Düşman geldi tabur tabur dizildi
Alnımıza kara yazı yazıldı
Tüfek icat oldu, mertlik bozuldu
Eğri kılıç kında paslanmalıdır.

Hey hey efeler hey
Köroğlu düşer mi yine şanından
Çıkarır çoğunu er meydanından
Kırat köpüğünden, düşman kanından
Çevrem dolup şalvar ıslanmalıdır

Köroğlu



       Bilmiyorum hala Köroğlu Destanı'nı bilmeyen var mı? Biz ortaokulda hatta lisede Köroğlu Destanı ile ilgili edebi eserler okurduk. Benimde çok hoşuma giderdi Kahramanlık yazıları (hala öyle). Özellikle bilek gücüne ve zekâya  bağlı olanlar.
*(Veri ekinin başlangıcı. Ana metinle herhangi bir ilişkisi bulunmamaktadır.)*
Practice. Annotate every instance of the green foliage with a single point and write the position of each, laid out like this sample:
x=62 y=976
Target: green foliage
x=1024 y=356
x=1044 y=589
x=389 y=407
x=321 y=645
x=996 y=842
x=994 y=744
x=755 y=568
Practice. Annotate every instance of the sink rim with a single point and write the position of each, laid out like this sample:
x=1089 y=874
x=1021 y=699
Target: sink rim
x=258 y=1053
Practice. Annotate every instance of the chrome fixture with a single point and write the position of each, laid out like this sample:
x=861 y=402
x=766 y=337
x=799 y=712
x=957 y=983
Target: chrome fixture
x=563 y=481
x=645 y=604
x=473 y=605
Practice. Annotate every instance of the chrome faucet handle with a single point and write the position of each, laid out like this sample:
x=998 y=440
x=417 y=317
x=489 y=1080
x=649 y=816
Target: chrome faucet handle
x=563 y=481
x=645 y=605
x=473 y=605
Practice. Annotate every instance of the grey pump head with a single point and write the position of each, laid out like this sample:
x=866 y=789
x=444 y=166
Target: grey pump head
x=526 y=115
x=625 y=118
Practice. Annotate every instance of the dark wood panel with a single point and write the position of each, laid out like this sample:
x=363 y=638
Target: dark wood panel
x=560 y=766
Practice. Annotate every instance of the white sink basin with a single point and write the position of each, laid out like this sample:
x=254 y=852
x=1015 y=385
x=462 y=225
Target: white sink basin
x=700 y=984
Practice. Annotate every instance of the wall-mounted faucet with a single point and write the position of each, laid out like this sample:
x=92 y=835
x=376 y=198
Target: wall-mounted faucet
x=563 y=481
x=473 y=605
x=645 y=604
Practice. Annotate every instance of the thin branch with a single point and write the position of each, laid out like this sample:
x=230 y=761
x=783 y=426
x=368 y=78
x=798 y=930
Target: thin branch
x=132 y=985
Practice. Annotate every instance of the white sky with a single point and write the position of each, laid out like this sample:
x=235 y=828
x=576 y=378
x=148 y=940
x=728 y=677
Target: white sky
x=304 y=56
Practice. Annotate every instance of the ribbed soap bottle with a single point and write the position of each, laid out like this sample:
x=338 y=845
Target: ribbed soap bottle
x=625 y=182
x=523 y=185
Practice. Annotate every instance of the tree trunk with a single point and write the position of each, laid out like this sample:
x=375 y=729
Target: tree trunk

       Köroğlu Destanı Bolu'ya olan ilgimin kaynağını oluşturmuştu.  Aradan geçen yıllarda Bolu ile ilgili duyduklarım okuduklarım ve gördüklerim ilgimi arttırdı ve Bolu'ya gitme isteği uyandırdı. Bu zamana kadar gerçekleştirme fırasatı da bulamamıştım.

       Geçtiğimiz günlerde Bolu'ya gitmek nasip oldu. Beklentimin çok altındaydı. Bolu hayalimdeki Bolu değildi elbette sanki küçük bir ilçeydi. Neden beklentilerim bu kadar yüksekti? Neden abartmıştım ki? Adını yeni duyurmuş illerin aksine yıllar önce ün yapmış olabilir, üstelik ünü ülkemizin dışına çıkmış da olabilir, pek çok ülkelerden  buraya yılın her döneminde yerli ve yabancı ziyaretçiler de gelebilir. Bu yeterli miydi beklentileri karşılamaya. Değilmiş... 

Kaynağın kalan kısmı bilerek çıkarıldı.